The amendment doesn’t forbid unions. It doesn’t restrict what unions can bargain for. It doesn’t change any of the collective bargaining rights. It just says that people cannot be required to join or pay for union representation if they don’t want to.
So why would commissioners – and others – be so adamantly opposed?
The commissioners’ resolution says “special interest groups” are promoting the amendment. That may be true, but aren’t unions also a special interest group?
Wikipedia says a special interest group is “a community with an interest in advancing a specific area of knowledge, learning or technology where members cooperate to affect or to produce solutions within their particular field, and may communicate, meet, and organize conferences.
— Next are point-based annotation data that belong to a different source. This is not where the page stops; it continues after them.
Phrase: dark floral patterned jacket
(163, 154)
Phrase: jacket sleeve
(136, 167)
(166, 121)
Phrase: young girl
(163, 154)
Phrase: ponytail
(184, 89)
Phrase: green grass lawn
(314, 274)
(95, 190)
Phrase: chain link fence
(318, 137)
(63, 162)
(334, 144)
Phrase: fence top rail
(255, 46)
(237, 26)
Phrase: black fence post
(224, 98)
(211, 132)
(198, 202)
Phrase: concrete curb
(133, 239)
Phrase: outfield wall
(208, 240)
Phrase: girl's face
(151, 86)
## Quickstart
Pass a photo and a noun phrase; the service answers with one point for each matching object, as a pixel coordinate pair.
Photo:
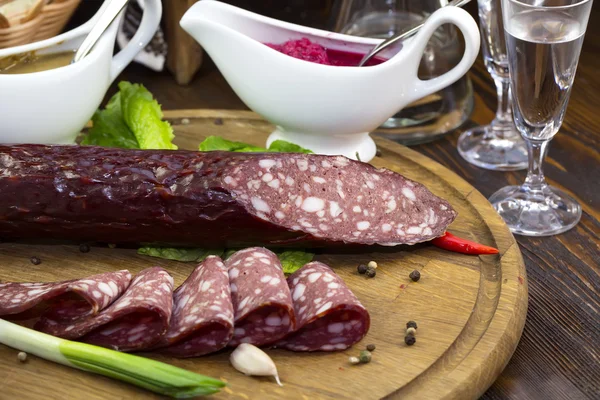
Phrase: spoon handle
(404, 35)
(108, 16)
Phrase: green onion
(152, 375)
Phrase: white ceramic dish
(328, 109)
(52, 107)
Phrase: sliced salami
(136, 321)
(261, 298)
(330, 317)
(202, 319)
(65, 300)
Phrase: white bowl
(51, 107)
(328, 109)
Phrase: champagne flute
(544, 39)
(497, 146)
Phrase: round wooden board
(470, 310)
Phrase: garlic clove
(250, 360)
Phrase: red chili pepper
(452, 243)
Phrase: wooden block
(184, 56)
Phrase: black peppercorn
(371, 272)
(365, 357)
(415, 275)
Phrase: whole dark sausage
(211, 199)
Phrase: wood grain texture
(470, 310)
(184, 56)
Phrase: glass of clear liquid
(543, 39)
(497, 146)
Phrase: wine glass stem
(536, 150)
(504, 111)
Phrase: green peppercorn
(365, 356)
(415, 276)
(371, 272)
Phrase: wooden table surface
(559, 353)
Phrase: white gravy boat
(52, 106)
(328, 109)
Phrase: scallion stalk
(152, 375)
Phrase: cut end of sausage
(336, 199)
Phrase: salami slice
(261, 298)
(330, 317)
(211, 199)
(65, 300)
(136, 321)
(202, 319)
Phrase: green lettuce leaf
(213, 143)
(132, 119)
(109, 129)
(281, 146)
(293, 260)
(143, 116)
(179, 254)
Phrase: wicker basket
(48, 23)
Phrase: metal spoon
(113, 8)
(404, 35)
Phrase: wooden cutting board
(470, 310)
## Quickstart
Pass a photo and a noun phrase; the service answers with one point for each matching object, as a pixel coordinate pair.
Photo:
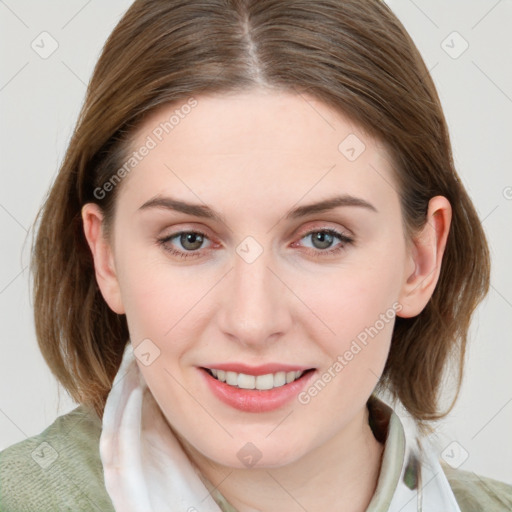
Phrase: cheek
(356, 306)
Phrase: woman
(257, 228)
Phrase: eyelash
(345, 240)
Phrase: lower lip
(255, 400)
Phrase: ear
(425, 256)
(103, 256)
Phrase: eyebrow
(204, 211)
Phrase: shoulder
(475, 493)
(58, 469)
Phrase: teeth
(261, 382)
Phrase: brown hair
(353, 55)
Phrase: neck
(340, 474)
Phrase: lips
(247, 397)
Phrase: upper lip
(262, 369)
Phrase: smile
(259, 382)
(261, 393)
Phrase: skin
(252, 157)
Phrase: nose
(255, 307)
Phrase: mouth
(257, 382)
(261, 393)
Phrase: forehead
(257, 146)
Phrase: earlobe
(103, 257)
(425, 258)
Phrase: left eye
(191, 241)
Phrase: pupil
(325, 238)
(191, 238)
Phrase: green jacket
(60, 470)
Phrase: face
(265, 285)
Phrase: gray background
(40, 99)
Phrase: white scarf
(146, 470)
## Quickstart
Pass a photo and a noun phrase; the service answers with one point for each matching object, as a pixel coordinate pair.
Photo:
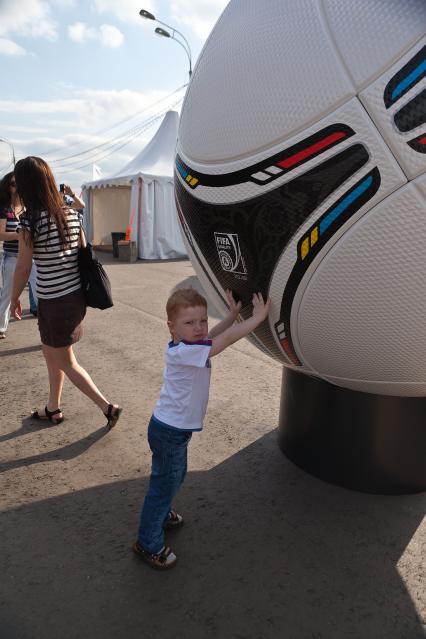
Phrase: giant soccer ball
(300, 172)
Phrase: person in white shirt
(181, 408)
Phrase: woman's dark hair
(37, 189)
(5, 196)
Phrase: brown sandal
(49, 416)
(162, 561)
(112, 416)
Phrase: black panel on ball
(372, 443)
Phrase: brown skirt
(60, 319)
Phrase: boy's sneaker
(173, 520)
(162, 561)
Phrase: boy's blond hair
(183, 298)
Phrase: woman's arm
(7, 235)
(22, 272)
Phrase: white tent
(140, 196)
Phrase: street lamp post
(13, 150)
(166, 34)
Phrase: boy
(181, 408)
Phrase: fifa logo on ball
(228, 248)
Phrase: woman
(50, 232)
(11, 208)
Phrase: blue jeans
(169, 465)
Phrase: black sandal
(163, 561)
(113, 417)
(49, 416)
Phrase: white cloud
(8, 47)
(107, 34)
(81, 32)
(125, 10)
(33, 20)
(201, 18)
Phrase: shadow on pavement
(20, 351)
(64, 453)
(266, 552)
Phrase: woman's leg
(56, 382)
(8, 269)
(65, 360)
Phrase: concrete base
(371, 443)
(127, 251)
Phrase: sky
(76, 74)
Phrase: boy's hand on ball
(234, 307)
(260, 307)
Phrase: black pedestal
(372, 443)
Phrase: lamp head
(146, 14)
(162, 32)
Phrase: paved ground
(267, 551)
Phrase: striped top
(57, 267)
(10, 246)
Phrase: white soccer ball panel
(259, 79)
(411, 161)
(370, 36)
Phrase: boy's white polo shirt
(186, 382)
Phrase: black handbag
(94, 280)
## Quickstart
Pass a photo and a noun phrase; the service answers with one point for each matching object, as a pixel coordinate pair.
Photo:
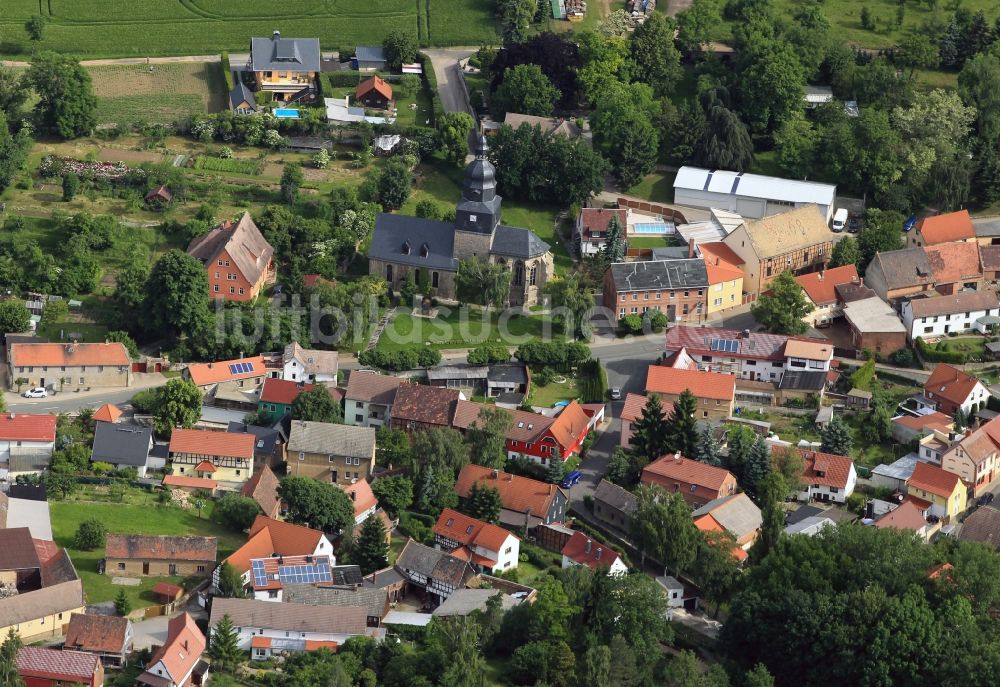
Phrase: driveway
(450, 87)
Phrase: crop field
(131, 92)
(126, 28)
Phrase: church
(401, 244)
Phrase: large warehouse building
(751, 195)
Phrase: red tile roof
(18, 427)
(821, 286)
(96, 633)
(282, 390)
(673, 381)
(951, 226)
(600, 554)
(204, 442)
(52, 664)
(934, 480)
(517, 493)
(949, 383)
(69, 355)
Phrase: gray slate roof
(284, 54)
(337, 440)
(122, 444)
(392, 232)
(660, 274)
(517, 243)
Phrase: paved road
(445, 62)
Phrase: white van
(839, 219)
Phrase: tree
(845, 252)
(231, 582)
(90, 535)
(14, 317)
(371, 550)
(483, 283)
(836, 438)
(484, 503)
(650, 433)
(291, 181)
(487, 437)
(71, 184)
(453, 130)
(66, 104)
(400, 48)
(122, 604)
(178, 405)
(526, 90)
(781, 310)
(35, 27)
(681, 425)
(224, 649)
(657, 60)
(177, 295)
(317, 405)
(236, 512)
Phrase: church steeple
(478, 211)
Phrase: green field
(125, 28)
(131, 519)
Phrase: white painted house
(943, 315)
(751, 195)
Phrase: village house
(698, 483)
(225, 457)
(26, 443)
(237, 258)
(676, 288)
(309, 365)
(177, 663)
(525, 502)
(68, 367)
(270, 537)
(875, 326)
(821, 290)
(142, 555)
(583, 550)
(487, 547)
(41, 667)
(949, 389)
(713, 391)
(946, 228)
(961, 313)
(48, 589)
(936, 492)
(286, 67)
(330, 453)
(368, 398)
(797, 240)
(108, 637)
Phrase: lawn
(469, 327)
(131, 519)
(121, 28)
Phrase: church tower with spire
(477, 214)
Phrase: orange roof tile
(673, 381)
(203, 442)
(821, 286)
(69, 355)
(933, 480)
(951, 226)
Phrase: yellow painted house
(944, 492)
(725, 278)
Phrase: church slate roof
(393, 231)
(517, 243)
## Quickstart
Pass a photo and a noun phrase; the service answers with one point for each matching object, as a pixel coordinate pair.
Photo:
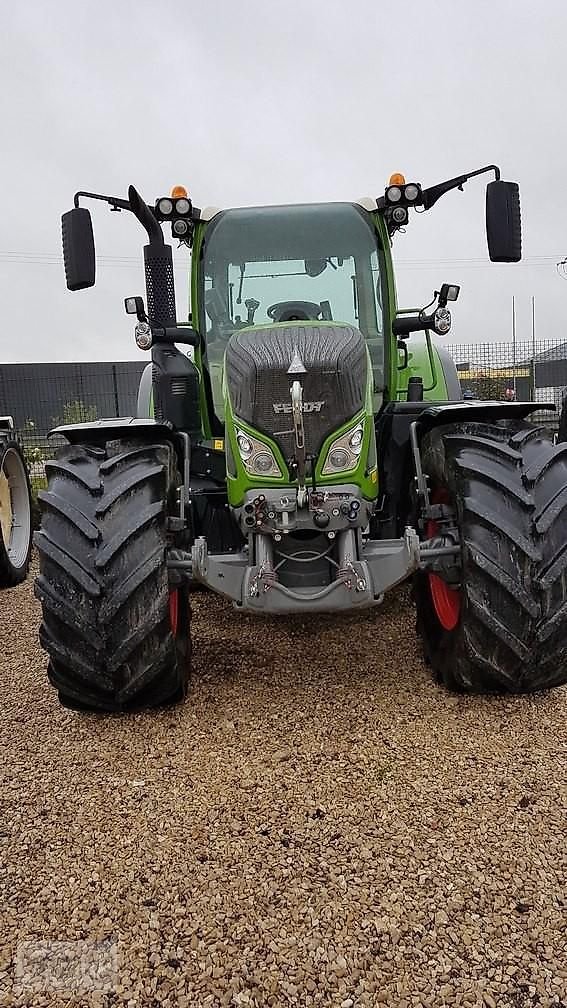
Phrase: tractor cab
(314, 266)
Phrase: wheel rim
(14, 508)
(446, 600)
(174, 611)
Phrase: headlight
(183, 206)
(412, 192)
(393, 194)
(344, 453)
(180, 228)
(164, 207)
(257, 458)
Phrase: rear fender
(122, 426)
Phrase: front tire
(15, 513)
(506, 630)
(116, 633)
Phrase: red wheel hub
(174, 610)
(446, 601)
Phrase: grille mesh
(256, 372)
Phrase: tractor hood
(329, 360)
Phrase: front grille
(334, 386)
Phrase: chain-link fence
(535, 371)
(40, 396)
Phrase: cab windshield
(319, 262)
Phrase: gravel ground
(319, 825)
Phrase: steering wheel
(291, 310)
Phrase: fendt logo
(308, 407)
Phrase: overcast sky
(262, 102)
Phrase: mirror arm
(114, 201)
(136, 206)
(432, 195)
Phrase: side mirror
(78, 249)
(503, 222)
(448, 292)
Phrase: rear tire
(507, 484)
(108, 622)
(15, 513)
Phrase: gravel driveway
(319, 825)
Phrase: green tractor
(15, 508)
(301, 446)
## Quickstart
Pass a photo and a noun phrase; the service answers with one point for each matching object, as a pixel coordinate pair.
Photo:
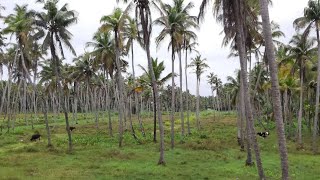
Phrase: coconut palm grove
(118, 110)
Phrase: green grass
(212, 153)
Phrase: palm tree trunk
(120, 88)
(285, 107)
(154, 118)
(130, 121)
(136, 100)
(173, 109)
(316, 116)
(60, 91)
(300, 145)
(46, 121)
(181, 95)
(187, 91)
(108, 106)
(246, 120)
(198, 104)
(275, 88)
(240, 40)
(145, 16)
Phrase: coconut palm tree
(264, 11)
(117, 21)
(189, 45)
(301, 49)
(234, 15)
(84, 71)
(55, 22)
(175, 20)
(311, 19)
(199, 66)
(158, 69)
(143, 17)
(131, 34)
(103, 50)
(20, 25)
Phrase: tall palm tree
(117, 22)
(131, 34)
(199, 66)
(104, 53)
(158, 69)
(55, 22)
(175, 20)
(234, 15)
(20, 25)
(84, 71)
(215, 83)
(311, 19)
(264, 11)
(301, 49)
(143, 17)
(189, 45)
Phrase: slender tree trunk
(120, 88)
(316, 115)
(198, 104)
(243, 62)
(136, 100)
(60, 91)
(108, 106)
(173, 109)
(181, 95)
(244, 118)
(145, 16)
(285, 108)
(275, 88)
(130, 121)
(187, 92)
(299, 129)
(154, 118)
(46, 121)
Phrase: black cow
(263, 134)
(72, 128)
(35, 137)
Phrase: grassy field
(212, 153)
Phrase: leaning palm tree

They may at times also advocate or lobby on a particular issue or on a range of issues but are generally distinct from Advocacy groups and pressure groups which are normally set up for the specific political aim; the distinction is not firm however and some organizations can adapt and change their focus over time.”
That definition certainly fits a union, especially the unions in Lucas County and other large urban areas.
The commissioners say the amendment is an “attack on working families and the middle class.” But how can ensuring an individual has the ability to decide about joining a special interest be equated to an attack all working families and all of the people grouped in the middle class?
The commissioners say the goal is to “outsource jobs, cut wages and reduce benefit (sic) at the expense of workers, small business and the economy.” But since the amendment doesn’t prohibit a union from bargaining over wages and benefits, how can one person deciding not to join a union result in all these presumably terrible things?
And how, exactly, does having a mixed workforce — union and non-union — cause a company to decide to outsource jobs? Isn’t such a monumental decision built upon a number of factors such as location of raw materials and customers, taxes and profitability, as well as the cost of labor? If companies can, as the commissioners claim, cut the costs of wages and benefits, wouldn’t that make them more likely to not outsource? Isn’t this claim contradictory?
The commissioners say that right-to-work laws “weaken the voice of everyday heroes, such as nurses, firefighters, police officers and first responders by making it harder for them to bargain for safe staffing levels and necessary equipment to keep communities safe.”
How can this be? How does not forcing nurses, firefighters, police officers and first responders to pay dues or fees to a union weaken the union’s ability to bargain for the members it keeps?
The only way these claims can hold true is if the unions believe that allowing individuals to opt-out of union membership would result in huge numbers of their members making that choice.
But if unions are doing such good work on behalf of their members and they truly believe that membership has benefits that are worth the cost, what are they so afraid of?
In the end, it’s all about the money.
Forced unionization means that everyone in the workforce pays either dues or what the union determines is a ‘fair share’ for the representation the union provides and being able to participate in the benefits the union negotiates. In some instances, the fair share fee is the same as the union dues.
If people no longer have to pay, unions will have a reduction in income and will either have to reduce salaries or make other cuts. It also means that money spent on lobbying and making donations to candidates will decrease.
In the case of the Lucas County commissioners, that could be costly. During the 2012 election, Pete Gerken received more than $11,000 — or 32 percent of his campaign contributions — from unions. The other commission up for election that year, Tina Skeldon-Wozniak, received more than $17,000, which was 42 percent of her total contributions.
No wonder they don’t want to let the people decide.